Using jupyter notebook, I have 2 dataframes :
ApplePrices :
-------------------- ------- --------- --------
| Model_name| Price| Country|Currency|
-------------------- ------- --------- --------
| 24-inch iMac|1919.01|Australia| AUD|
| AirPods Max| 908.47|Australia| AUD|
| AirPods Pro| 403.2|Australia| AUD|
|AirPods(2nd gener...| 221.31|Australia| AUD|
|AirPods(3rd gener...| 281.94|Australia| AUD|
|Apple Pencil (2nd...| 201.1|Australia| AUD|
| Apple TV 4K| 251.62|Australia| AUD|
| Apple Watch SE| 433.52|Australia| AUD|
|Apple Watch Series 3| 302.15|Australia| AUD|
| MacBook Air| 1514.8|Australia| AUD|
| Magic Mouse| 110.15|Australia| AUD|
| Sport Band| 69.73|Australia| AUD|
| iPad| 504.26|Australia| AUD|
| iPad Pro|1211.64|Australia| AUD|
| iPhone 12|1009.53|Australia| AUD|
| iPhone 13|1211.64|Australia| AUD|
| iPhone SE| 686.16|Australia| AUD|
| 24-inch iMac|1597.97| Canada| CAD|
| AirPods Max| 778.5| Canada| CAD|
| AirPods Pro| 328.79| Canada| CAD|
-------------------- ------- --------- --------
currencyConversion : (ratio 1$ = xx Currency)

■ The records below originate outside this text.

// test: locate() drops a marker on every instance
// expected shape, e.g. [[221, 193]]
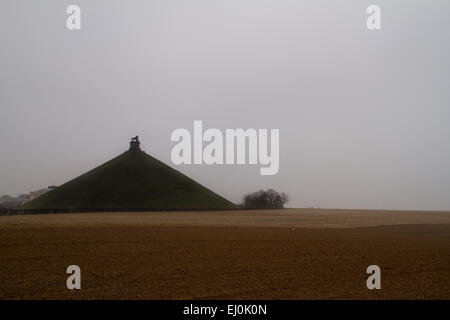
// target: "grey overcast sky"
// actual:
[[363, 115]]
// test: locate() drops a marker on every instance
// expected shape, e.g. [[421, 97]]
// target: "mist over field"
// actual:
[[363, 116]]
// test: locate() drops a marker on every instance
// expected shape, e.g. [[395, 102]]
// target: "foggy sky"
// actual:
[[363, 115]]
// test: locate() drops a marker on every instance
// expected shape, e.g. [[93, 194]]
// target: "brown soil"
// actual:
[[290, 254]]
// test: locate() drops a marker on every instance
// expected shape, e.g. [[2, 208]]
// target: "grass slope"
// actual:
[[133, 180]]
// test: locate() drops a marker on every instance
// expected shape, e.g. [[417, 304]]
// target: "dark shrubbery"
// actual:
[[269, 199]]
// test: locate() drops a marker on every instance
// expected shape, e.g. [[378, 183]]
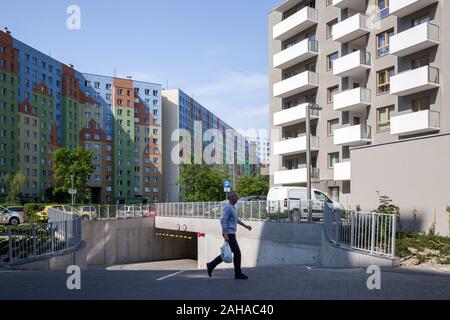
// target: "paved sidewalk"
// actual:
[[163, 281]]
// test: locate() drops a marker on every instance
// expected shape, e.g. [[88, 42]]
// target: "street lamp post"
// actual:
[[309, 107]]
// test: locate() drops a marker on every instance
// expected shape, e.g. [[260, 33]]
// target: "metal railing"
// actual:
[[365, 58], [288, 211], [370, 232], [44, 240], [432, 31], [433, 75]]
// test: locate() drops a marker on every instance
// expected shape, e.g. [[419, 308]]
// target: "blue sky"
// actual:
[[214, 50]]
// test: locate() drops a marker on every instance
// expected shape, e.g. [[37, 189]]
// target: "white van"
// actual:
[[295, 198]]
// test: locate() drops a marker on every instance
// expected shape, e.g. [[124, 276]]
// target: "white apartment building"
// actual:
[[376, 69]]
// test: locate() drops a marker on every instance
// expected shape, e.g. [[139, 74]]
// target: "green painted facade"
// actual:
[[9, 129], [71, 122]]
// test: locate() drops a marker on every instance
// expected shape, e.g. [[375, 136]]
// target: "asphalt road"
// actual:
[[181, 281]]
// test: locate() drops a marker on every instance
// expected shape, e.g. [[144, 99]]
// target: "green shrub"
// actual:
[[31, 212]]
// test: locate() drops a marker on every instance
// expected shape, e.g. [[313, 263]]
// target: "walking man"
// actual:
[[229, 224]]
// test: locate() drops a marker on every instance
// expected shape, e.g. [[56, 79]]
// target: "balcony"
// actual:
[[296, 176], [295, 146], [414, 81], [402, 8], [297, 84], [352, 100], [352, 65], [357, 5], [415, 122], [295, 54], [352, 28], [342, 171], [421, 37], [293, 115], [353, 136], [300, 21]]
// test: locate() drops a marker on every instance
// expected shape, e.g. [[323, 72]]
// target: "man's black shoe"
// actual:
[[208, 267]]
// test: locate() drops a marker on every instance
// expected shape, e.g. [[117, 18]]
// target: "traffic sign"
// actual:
[[227, 186]]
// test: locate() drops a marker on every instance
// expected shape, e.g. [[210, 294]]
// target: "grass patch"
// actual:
[[427, 248]]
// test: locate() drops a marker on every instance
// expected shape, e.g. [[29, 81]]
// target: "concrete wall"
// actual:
[[267, 244], [132, 240], [274, 244], [439, 98], [335, 257], [414, 173], [58, 263], [171, 122]]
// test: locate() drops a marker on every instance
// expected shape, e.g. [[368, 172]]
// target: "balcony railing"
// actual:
[[415, 122], [353, 64], [290, 146], [296, 23], [295, 115], [352, 28], [415, 39], [402, 8], [353, 135], [295, 54], [299, 83], [352, 100], [414, 81]]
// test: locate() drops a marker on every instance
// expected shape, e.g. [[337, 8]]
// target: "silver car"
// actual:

-------- --------------------
|ISO_4217|Dollar_To_Curr_Ratio|
-------- --------------------
| EUR| 0.89|
| CAD| 1.27|
| CZK| 21.7|
| DKK| 6.59|
| HUF| 319.05|
| INR| 74.42|
| MXN| 20.5|
| NOK| 8.9|
| PHP| 51.22|
| PLN| 4.03|
| RUB| 76.28|
| SEK| 9.15|
| THB| 33.57|
| USD| 1.0|
| AUD| 1.4|
-------- --------------------
My goal is to convert all prices contained in ApplePrices to US dollars. So I used UDF :
def convertPriceToDollar(price, currency):
ratio = currencyConversion.select("Dollar_To_Curr_Ratio").where(col("ISO_4217") == currency)
return price * ratio
toDollarConverter = udf(convertPriceToDollar)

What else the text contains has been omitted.